I now wished I’d listened during my drama classes as I tried my best to look impressed by the dish, hoping the others would start tucking in. They didn’t. I gobbled my last mouthful to show my satisfaction, but all this does in Samoa is show your hunger. Then came the second bowl. “Mmmm!” I quivered, as I put the spoon into my mouth.
Fualosa leaned in towards me, “We’re going to bingo later.”
“Great!” I said, not remembering if I had ever been to bingo before and wondering what ‘legs 11’ was in Samoan.
“Can I borrow some money?” she asked.
The penny dropped as to why I had been asked for lunch.
“Um, yeah. How much?”
I sat with the children in the main building while Fualosa and her husband got ready in their fale.
“We’re going now,” she announced as she came into the house. I stood up to go with her.
“You can stay here, we’ll see you tomorrow.”
I was even more astounded now than at my discovery of corned beef. I sat back down, speechless, while the kids tried to teach me the basics of a game in Samoan.
“She leave you?” her sister said when she came in to see me.
“Where is she?”
Her sister looked furious. “She ask for money?”
I nodded uncomfortably.
“She is not Samoan. This is not Samoan.” The sister now looked and sounded mortified.
“Come with me!”
She took me to her fale, a thatched wooden hut, where we sat on the floor and she skilfully made me a hand woven palm-leaf bag. “Next time, you stay with me, not her!”
A couple of hours later we wound back at the main building and I was shown to my bed, which already had someone in it. “You don’t mind sharing?”
“Um, no,” I replied. I was now becoming quite adept at keeping the surprise from my voice.
I crept under the mosquito net and lay like a corpse all night, so as not to wake the female relative next to me. At two in the morning, I heard Fualosa drunkenly sway past the house. At six in the morning, I heard the mother banging pots together outside Fualosa’s fale.
“Morning,” Fualosa ventured to me with a sore head as we made our way to the table for breakfast. The mother threw a terrifying glare at her. Then she smiled apologetically at me and put the wonderfully fresh Samoan breakfast of papaya and coconut in front of me.

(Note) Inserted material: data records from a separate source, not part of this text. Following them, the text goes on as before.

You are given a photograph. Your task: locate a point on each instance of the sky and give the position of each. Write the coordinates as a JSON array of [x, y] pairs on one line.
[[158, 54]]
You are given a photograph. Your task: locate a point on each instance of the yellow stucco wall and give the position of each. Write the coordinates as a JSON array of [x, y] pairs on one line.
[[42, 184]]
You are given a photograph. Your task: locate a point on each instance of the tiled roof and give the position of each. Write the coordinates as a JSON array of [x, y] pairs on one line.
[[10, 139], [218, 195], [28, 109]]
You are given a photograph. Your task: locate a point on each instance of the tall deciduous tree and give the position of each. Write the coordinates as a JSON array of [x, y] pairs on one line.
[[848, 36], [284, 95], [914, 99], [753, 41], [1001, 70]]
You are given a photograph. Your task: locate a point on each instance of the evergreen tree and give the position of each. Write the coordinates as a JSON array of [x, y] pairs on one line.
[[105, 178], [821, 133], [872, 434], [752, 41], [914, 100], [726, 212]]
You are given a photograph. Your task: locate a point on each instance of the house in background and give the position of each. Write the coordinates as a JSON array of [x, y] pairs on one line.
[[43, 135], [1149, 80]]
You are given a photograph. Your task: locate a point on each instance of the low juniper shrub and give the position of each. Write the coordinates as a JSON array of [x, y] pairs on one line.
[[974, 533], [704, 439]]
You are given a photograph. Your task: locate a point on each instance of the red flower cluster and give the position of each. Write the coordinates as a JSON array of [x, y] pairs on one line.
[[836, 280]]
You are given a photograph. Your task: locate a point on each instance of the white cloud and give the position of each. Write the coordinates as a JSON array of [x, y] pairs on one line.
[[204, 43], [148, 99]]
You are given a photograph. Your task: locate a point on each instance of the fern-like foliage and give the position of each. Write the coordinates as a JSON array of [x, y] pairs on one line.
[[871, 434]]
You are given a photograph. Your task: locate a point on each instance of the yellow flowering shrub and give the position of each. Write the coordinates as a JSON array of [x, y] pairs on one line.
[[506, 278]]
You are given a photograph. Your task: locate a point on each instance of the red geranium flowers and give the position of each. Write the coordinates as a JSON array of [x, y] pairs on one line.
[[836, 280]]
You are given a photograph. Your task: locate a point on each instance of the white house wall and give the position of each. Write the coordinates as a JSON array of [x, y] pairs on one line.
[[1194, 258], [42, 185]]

“Eat!” the mother smiled, attempting to speak English with me. I beamed back at her.
Fualosa went to help herself to a slice of fruit but the mother scowled and shooed her away to the kitchen. Sheepishly Fualosa reappeared with a bowl of cold corned beef and cucumber soup.
She slowly put an insipid spoonful into her mouth and feigned delight, “Mmmm!” she said. A wry smile crept across my face. Acting was becoming second nature to both of us.